From a quick look at recent migrated-away question statistics, the vast majority of the questions we get which are migrated away from the site go to English Language & Usage (which, given that that and Writing Meta are the only two migration targets available to the community, isn't terribly surprising). Only a small minority of questions that do get migrated to English Language & Usage are rejected; a migration is rejected if the question is closed on the target site as anything other than a duplicate of an existing question.
There's a small handful of questions which are migrated away from Writing to other sites in the network other than English Language & Usage.
Very, very, very few questions are migrated from Writing to English Language Learners. In the past three months, we've migrated as many questions to The Workplace as to English Language Learners, and both of those migration paths require the involvement of a diamond moderator.

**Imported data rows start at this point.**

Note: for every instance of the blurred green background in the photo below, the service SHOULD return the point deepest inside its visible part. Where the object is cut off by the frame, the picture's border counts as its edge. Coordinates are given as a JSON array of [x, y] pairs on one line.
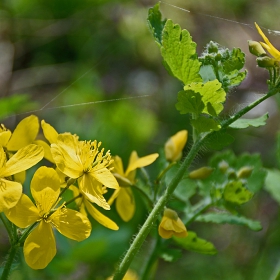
[[56, 53]]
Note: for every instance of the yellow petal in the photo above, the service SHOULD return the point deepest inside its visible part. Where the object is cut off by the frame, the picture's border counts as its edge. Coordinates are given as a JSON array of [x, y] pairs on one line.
[[270, 48], [47, 149], [125, 204], [24, 214], [141, 162], [39, 247], [22, 160], [10, 193], [3, 159], [174, 146], [20, 177], [45, 188], [92, 190], [66, 160], [99, 217], [24, 134], [105, 177], [118, 166], [49, 132], [71, 224], [114, 196], [4, 137]]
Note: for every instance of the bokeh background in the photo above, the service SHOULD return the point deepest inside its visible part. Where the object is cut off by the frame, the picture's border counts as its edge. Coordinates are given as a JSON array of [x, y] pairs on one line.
[[57, 53]]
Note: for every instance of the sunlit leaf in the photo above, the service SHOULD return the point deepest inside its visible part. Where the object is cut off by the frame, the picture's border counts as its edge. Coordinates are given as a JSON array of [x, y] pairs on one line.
[[195, 244], [235, 192], [244, 123]]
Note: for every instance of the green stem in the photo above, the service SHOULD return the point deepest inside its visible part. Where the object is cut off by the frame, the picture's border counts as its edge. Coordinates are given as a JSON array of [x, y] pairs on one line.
[[7, 225], [9, 262], [158, 208]]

That said, while a community migration path is certainly nice as it cuts down on moderator workload, if a question genuinely should go to a site to which no community migration path exists, no matter which site that is:
- Put the question on hold as off topic (you can use "Other" for this, since we don't really have a specific "this really isn't about writing at all" close reason); a question that isn't off topic here is not a migration candidate even if it would also be on topic elsewhere
- The rationale for that last point is simply: If a question is on topic on more than one site in the network, it's up to the OP to choose where to post it; we shouldn't impose our choices on them, though we can suggest that a question might get better answers on some specific other site in the network and mention that the question can be migrated if OP so desires
- Once the question is on hold (or immediately if you're willing to live with the risk of the flag being declined or aging away if the question isn't considered by the community to be off topic here), raise a custom moderator flag on the question and suggest migration to whichever site you feel is a good fit for the question, or even better (especially if the user is relatively new to the network) suggest that OP raises such a flag
- Having the OP raise the flag increases the OP's awareness of what's happening to their question, which is a good thing
If we start getting a lot of migrations to English Language Learners, it might be reasonable to set up a community migration path for that, but:
- Right now, in my opinion we just don't have sufficient volume to justify taking up a slot for such a migration path
- For the specific case of EL&U and ELL, I can see a clear risk that it would be confusing to people, seeing that the two sites have at first glance rather similar subject scopes, with a fair bit of apparent overlap
So, before we set up such a migration path, the community should make the case that it is needed by showing that we actually would be using it at least semi-regularly. For the time being, that means first putting the question on hold as genuinely off topic here, then having a moderator migrate it away. The community already has all the tools for the former, and a custom flag is by far the easiest way to do the latter.
Also, for clarity's sake: I am not saying that we can't have a community migration path to English Language Learners. I just don't think that the data currently shows any indication that one is really needed. If we do start to migrate a reasonable number of questions to ELL, or if our migration reject rate to English Language & Usage starts to go up, then it may well make very good sense to set up a community migration path to cover that need.